1️⃣ Enable Tailscale Subnet Routing

Run Tailscale with the --advertise-routes flag:

sudo tailscale up --advertise-routes=192.168.68.0/24

If you see this message in the Tailscale admin console:

This machine has IP forwarding disabled...

Make sure IP forwarding is enabled (same as in the DNS hijacking section above).

You can also re-authenticate:

sudo tailscale down && sudo tailscale up --advertise-routes=192.168.68.0/24

2️⃣ Enable Subnet Routing in Tailscale Admin Panel

Log in to the Tailscale admin console and enable routing for the subnet 192.168.68.0/24.

3️⃣ Configure Tailscale DNS Settings

  • Go to DNS settings in Tailscale admin.

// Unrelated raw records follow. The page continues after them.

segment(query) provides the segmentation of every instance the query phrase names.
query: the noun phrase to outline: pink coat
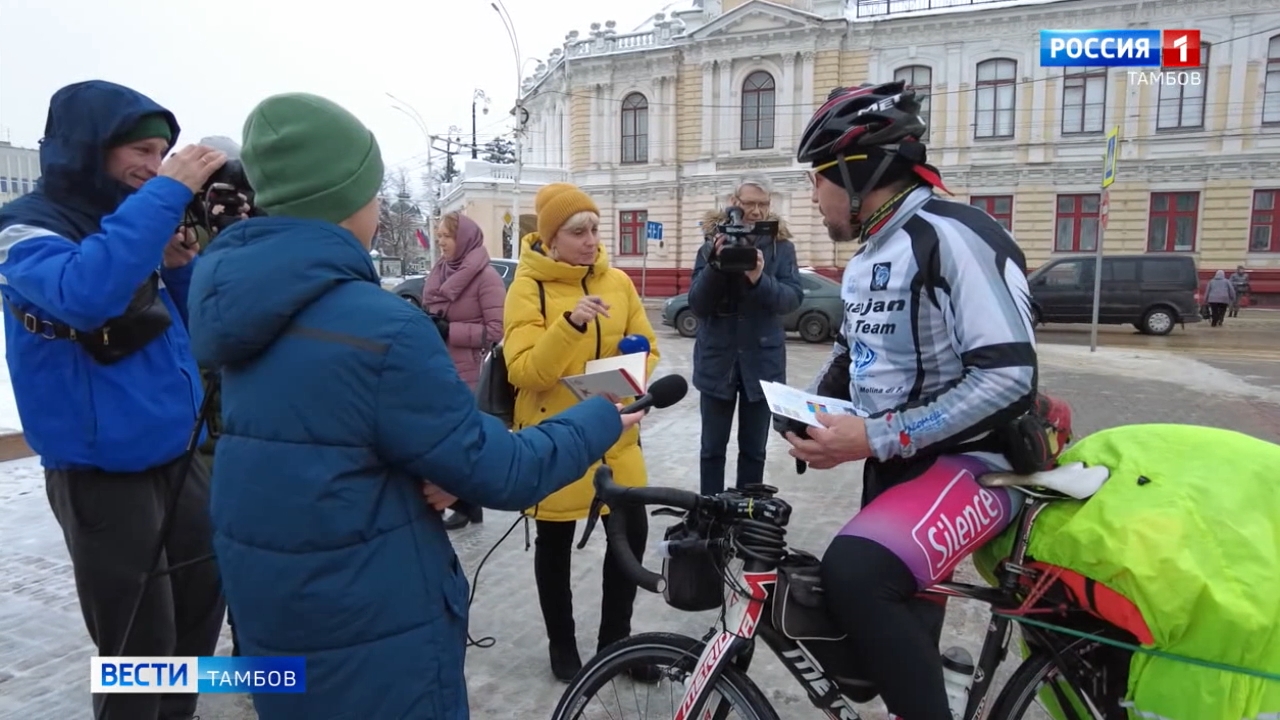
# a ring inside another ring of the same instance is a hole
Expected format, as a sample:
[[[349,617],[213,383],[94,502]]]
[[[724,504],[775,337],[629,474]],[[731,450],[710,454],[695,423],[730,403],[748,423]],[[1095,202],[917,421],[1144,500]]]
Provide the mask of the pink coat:
[[[444,262],[438,263],[423,283],[422,306],[449,321],[449,357],[458,375],[475,390],[484,351],[502,342],[502,304],[507,289],[498,271],[489,265],[489,252],[483,246],[467,253],[461,267],[441,281],[437,273],[444,268]]]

  • Add your Pi-hole IP (e.g., 192.168.68.52) as a nameserver.

  • Enable:

    • Override local DNS
    • Or enable MagicDNS
  • Save your settings.


✅ Verify DNS Resolution on Pi-hole

Check incoming DNS queries on Pi-hole using tcpdump:

# For local (Wi-Fi) traffic
sudo tcpdump -i wlan0 -n port 53

# For VPN (Tailscale) traffic
sudo tcpdump -i tailscale0 -n port 53

4️⃣ Allow DNS Requests from VPN Clients

By default, Pi-hole listens only to local interfaces. To allow VPN clients (100.x.x.x), you must adjust its listening mode.

Edit /etc/pihole/pihole.toml:

interface = "wlan0"
listeningMode = "ALL" # Default is "LOCAL"

🔍 Explanation of listeningMode Options

ConfigurationSafe?Notes
interface = "wlan0"
listeningMode = "LOCAL"
✅ SafeDefault setting. Only accepts local traffic.
interface = "wlan0"
listeningMode = "ALL"
⚠️ Low RiskAccepts traffic from all interfaces. Make sure port 53 is not exposed to public internet.
interface = "tailscale0"
listeningMode = "SINGLE"
✅ Very SafeAccepts DNS only from Tailscale clients.
interface = ""
listeningMode = "BIND"
✅ SafeAllows multi-interface binding safely.